Tuesday, January 24, 2012

1/24/2012

Jimi Hendrix -- "All Along the Watchtower"

I find myself suspicious of the big guitar players of the classic rock era.  They generally boasted little in terms of subtlety, and the formulas they rode to stardom sometimes seem a little easy, despite their technical proficiency.  Also, the edge wore off pretty quickly with a lot of them.  Eric Clapton quickly became a lot less interesting without the psychedelic tendencies of Jack Bruce and Ginger Baker to urge him on. 

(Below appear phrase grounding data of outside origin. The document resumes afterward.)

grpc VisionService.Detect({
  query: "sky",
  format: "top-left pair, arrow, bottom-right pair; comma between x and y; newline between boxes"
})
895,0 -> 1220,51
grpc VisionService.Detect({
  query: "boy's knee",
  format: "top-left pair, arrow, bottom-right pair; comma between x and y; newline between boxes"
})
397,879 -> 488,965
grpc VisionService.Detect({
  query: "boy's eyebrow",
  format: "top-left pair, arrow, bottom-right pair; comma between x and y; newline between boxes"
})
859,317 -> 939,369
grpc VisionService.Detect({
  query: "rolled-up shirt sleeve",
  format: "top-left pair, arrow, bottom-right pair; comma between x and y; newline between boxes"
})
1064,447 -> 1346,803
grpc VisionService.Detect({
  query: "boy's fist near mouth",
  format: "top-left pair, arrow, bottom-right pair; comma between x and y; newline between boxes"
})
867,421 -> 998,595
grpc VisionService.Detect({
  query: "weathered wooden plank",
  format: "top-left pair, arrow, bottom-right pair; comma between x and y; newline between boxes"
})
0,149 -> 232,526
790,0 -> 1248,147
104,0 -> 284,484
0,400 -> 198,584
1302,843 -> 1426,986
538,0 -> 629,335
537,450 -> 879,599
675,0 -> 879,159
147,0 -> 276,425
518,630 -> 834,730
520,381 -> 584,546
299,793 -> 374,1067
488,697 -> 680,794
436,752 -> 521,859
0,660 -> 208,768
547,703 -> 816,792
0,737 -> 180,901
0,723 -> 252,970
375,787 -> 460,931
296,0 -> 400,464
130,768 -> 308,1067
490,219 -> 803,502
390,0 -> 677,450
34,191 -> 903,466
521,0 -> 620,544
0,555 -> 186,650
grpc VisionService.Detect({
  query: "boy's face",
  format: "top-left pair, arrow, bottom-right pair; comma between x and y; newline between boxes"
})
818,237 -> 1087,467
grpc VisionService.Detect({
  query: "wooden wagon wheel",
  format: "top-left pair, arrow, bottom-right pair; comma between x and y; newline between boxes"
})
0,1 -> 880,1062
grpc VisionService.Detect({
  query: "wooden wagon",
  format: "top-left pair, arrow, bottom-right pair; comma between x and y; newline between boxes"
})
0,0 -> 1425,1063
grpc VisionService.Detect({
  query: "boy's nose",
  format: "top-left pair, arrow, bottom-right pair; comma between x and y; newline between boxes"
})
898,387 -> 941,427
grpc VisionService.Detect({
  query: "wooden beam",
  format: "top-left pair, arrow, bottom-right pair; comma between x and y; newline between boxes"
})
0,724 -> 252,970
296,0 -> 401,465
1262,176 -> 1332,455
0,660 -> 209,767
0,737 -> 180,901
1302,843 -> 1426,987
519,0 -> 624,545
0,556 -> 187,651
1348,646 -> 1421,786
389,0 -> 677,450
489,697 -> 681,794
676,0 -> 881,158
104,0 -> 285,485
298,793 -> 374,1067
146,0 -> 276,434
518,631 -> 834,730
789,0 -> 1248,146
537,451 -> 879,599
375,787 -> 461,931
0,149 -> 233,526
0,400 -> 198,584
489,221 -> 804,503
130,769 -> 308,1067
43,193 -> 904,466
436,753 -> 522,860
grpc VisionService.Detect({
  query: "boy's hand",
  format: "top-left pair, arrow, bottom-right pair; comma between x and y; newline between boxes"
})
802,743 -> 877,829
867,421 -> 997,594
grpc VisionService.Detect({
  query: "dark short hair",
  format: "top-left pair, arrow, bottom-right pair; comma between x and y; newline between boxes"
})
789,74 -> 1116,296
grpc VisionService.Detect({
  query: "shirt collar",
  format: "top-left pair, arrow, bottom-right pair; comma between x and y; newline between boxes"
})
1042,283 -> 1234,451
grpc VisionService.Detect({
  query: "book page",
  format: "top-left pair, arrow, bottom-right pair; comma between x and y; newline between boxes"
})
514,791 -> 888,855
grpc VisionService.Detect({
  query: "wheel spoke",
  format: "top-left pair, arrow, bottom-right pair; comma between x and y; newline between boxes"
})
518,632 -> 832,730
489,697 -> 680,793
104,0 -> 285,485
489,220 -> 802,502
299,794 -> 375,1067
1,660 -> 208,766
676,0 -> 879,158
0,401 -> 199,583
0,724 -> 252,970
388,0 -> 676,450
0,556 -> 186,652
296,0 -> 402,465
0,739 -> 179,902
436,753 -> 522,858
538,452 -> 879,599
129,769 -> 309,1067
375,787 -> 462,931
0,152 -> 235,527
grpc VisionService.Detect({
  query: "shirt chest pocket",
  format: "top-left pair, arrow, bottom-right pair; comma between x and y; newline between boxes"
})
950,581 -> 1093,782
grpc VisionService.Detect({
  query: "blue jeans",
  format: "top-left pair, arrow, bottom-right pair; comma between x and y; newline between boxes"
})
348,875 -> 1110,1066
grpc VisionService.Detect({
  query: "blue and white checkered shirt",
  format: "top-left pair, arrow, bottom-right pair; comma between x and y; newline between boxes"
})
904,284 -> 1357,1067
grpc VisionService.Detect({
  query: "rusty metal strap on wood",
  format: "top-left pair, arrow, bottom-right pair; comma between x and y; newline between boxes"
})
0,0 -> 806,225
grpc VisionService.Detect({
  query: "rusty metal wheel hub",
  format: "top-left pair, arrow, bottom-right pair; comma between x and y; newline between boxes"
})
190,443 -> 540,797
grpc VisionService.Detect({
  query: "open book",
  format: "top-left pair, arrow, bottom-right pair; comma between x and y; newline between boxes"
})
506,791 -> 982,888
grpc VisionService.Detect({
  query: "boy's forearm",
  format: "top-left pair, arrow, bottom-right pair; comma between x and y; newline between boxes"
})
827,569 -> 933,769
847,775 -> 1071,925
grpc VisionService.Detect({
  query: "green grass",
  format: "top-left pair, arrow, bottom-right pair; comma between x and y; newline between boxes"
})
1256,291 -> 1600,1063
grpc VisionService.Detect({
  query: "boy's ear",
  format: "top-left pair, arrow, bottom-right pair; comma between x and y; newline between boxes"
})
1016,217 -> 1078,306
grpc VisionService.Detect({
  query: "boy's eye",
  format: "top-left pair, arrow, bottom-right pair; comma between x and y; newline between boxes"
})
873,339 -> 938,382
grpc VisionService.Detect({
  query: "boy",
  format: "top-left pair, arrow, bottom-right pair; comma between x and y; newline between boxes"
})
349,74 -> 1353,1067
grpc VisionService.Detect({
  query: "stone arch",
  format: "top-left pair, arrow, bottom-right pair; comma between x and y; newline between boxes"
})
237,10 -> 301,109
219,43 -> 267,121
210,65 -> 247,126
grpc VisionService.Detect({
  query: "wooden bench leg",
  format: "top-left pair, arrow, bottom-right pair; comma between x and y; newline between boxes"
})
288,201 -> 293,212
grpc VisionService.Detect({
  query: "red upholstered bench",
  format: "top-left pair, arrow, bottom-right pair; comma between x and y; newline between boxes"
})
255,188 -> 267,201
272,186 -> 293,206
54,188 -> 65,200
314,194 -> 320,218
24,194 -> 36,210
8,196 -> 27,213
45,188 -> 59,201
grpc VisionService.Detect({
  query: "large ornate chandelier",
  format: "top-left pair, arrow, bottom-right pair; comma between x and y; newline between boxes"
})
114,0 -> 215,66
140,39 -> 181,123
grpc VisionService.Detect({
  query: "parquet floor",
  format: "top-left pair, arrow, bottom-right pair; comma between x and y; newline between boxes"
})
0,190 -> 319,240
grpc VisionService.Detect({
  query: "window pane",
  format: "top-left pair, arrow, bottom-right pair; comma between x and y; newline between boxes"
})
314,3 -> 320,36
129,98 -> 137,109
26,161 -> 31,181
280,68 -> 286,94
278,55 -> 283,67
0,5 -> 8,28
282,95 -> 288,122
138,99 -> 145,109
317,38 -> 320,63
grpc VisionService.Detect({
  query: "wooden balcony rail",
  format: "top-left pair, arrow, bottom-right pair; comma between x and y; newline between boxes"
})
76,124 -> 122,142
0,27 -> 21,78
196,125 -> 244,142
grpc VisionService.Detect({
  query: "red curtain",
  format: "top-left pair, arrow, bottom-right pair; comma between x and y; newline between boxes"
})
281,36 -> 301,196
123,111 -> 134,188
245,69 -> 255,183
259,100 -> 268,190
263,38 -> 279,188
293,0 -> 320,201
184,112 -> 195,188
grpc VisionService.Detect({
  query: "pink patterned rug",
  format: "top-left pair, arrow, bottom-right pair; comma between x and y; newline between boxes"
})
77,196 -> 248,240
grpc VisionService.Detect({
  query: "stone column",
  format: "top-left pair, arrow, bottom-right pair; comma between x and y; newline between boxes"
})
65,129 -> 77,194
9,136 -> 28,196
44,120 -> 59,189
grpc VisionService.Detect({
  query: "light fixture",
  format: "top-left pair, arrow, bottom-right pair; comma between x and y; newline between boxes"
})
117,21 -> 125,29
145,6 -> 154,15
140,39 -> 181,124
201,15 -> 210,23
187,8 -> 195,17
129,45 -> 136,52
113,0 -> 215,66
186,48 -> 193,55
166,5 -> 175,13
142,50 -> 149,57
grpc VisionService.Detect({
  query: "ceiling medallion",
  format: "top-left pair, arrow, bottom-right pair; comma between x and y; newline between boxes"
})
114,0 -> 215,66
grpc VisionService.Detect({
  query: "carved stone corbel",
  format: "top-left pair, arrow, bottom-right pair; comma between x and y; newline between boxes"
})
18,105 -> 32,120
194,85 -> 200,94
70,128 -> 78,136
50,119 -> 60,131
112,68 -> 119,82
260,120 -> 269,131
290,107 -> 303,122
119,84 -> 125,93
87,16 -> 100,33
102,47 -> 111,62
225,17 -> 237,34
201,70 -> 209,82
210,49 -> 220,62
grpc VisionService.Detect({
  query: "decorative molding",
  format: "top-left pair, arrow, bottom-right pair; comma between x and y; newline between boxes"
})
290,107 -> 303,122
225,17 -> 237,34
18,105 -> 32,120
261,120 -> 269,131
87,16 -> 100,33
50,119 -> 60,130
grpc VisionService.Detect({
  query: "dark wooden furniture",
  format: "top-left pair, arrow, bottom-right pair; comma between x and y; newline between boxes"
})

There's something about Hendrix, though, that sets him apart.  The funk and soul of his music are part of it.  The leanness of the music, even with studio overdubs and effects, works much to its credit.  Hendrix could write a good song, but here's a situation in which he was better off with someone else's.  Of course, when that someone else is Bob Dylan, the stakes run pretty high.  The ratio of bad Dylan covers to good Dylan covers is, overall, pretty dismal.  This song is easy to cover -- three basic chords, and it's the Hendrix version people are covering, not Dylan's -- but it's hard to make it sound good.  Maybe it's the heavy strings Hendrix used, or maybe it was the upside-down guitar, but whatever the case, there is a distinctive signature in everything Hendrix played.  Here's a song with a kind of gravity to it, and Hendrix manages to channel its downward minor-key energy into something powerful, urgent, and profound, even though it's just about impossible to say what exactly the song is really about.